Left and right is a very much needed option for commuting. I always turn my helmet light a bit to the right to avoid blinding those in oncoming cars.


----------



## yetibetty (Dec 24, 2007)

Itess said:


> What driver is that? I am asking because latest XR-E R2 that I have, have about 3.3Vf. Calculating 4S*18650 = 14.8, leds 3.3*4 = 13.2, Vin - Vout = 1.6V, pretty much enough for, say, bflex, isn't? Well, it really depends on the battery quality, of course.


Good point, my XR-E R2's are high vf 3.7v


----------



## troutie-mtb (Sep 20, 2007)

MegaVolt said:


> Left and right is a very much needed option for commuting. I always turn my helmet light a bit to the right to avoid blinding those in oncoming cars.


I know it is horses for course here but that would do my head in .
as you then need your head turned slightly when ever there are no cars to get the light pointing down the road . I find it is a reflex action to look away when a car approaches or a quick look at him if he does not dip .


----------



## Goldigger (Nov 6, 2009)

troutie-mtb said:


> I know it is horses for course here but that would do my head in .
> as you then need your head turned slightly when ever there are no cars to get the light pointing down the road . I find it is a reflex action to look away when a car approaches or a quick look at him if he does not dip .

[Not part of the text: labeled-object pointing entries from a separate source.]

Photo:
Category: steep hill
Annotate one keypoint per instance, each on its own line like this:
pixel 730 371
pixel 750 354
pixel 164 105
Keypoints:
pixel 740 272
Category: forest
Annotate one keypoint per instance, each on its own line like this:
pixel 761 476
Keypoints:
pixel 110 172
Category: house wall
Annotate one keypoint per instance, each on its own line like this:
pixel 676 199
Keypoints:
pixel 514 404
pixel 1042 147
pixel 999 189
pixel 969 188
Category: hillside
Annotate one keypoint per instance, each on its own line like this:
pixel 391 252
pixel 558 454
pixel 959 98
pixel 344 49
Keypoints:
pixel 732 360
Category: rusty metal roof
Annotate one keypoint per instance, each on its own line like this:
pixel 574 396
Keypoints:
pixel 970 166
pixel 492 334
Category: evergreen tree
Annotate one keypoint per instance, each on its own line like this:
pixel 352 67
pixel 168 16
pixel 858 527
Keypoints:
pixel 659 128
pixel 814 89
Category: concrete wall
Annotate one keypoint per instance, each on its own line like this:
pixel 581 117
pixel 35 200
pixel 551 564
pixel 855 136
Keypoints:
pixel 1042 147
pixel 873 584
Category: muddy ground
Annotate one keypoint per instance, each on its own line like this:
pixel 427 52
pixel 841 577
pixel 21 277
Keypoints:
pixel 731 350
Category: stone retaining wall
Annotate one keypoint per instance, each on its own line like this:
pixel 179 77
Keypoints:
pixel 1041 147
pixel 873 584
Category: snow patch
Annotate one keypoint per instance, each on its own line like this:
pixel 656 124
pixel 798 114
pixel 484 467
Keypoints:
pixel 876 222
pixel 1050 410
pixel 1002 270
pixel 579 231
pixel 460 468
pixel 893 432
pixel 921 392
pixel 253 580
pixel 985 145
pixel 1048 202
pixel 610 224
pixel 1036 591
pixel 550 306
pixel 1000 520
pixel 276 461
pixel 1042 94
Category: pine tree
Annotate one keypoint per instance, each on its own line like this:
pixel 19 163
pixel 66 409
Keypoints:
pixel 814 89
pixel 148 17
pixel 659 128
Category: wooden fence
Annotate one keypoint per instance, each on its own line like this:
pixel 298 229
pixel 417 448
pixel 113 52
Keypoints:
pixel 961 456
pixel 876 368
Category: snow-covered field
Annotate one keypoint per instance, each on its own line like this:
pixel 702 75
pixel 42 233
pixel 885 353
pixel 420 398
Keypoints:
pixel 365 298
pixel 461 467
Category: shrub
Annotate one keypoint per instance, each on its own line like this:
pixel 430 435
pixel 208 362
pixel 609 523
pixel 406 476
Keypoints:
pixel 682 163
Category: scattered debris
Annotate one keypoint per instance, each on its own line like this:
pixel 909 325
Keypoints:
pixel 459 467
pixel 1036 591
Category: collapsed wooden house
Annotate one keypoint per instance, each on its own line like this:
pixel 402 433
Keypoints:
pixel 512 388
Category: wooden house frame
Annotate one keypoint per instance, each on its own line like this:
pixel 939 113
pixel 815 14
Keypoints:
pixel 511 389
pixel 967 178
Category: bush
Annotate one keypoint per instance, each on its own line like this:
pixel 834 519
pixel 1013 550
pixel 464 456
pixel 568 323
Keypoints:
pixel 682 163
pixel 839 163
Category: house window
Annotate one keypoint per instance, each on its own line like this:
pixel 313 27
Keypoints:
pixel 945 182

Have you tried attaching a piece of string/cord to the light so that one end hangs down over your right shoulder and the other over your left shoulder.
You can then pull on one side to move the light in the desired direction, this is on the assumption that you cycle in a neck brace


----------



## Sheblysteve (Jan 22, 2010)

I have one those these Lights, its the Spot beam with an under stem battery which doesnt seem to be on the website yet. The battery lead is neaty coiled around the battery at a length so that it can be used with my helmet bracket and battery can attach to racksack or back pocket. Its not heavy and sits nicely under the handlebar stem. i didnt notice it when riding single tracks you cant feel add any weight. When i first tested the duration of battery life i was out riding for 2 3/4 hours and the lamp was still going strong. I dont know how much charge it had in it as it was for the first time. But what i can say is that during the afternoon it light up the dark forrest trails light no other lamp ive seen and at night its excellent.
My light was a Christmas gift i recieved and i came across this thread searching details for the lamp as the only thing i didnt recieve with the pack was instructions to functions charging time and length of time when on etc. i found by mistake that it has a flashing option both normal beam and high beam. I have to say it really is very well made or should i say Engineered.


----------



## mike1980 (Nov 6, 2008)

anyone know these connectors these are ?

http://www.four4th.co.uk/four4th_rear_connector.shtml
http://www.four4th.co.uk/four4th_power_cable.shtml


----------



## Sheblysteve (Jan 22, 2010)

I believe they used on aircraft.


----------



## BrianMc (Jan 5, 2010)

They look military spec to me.


----------



## MHC (Oct 23, 2009)

They're Brad Harrison connectors http://www.bradharrisonsales.com/


----------



## AG410 (Nov 4, 2010)

Awsome light, got the big bottle battery and did 40 miles offroad mostly last week, after 5 hours it was still going strong, much brighter than my mates chinese stuff even though he was on third battery! way out lasted me (had to get picked up cos legs died). Fantastic build quality


----------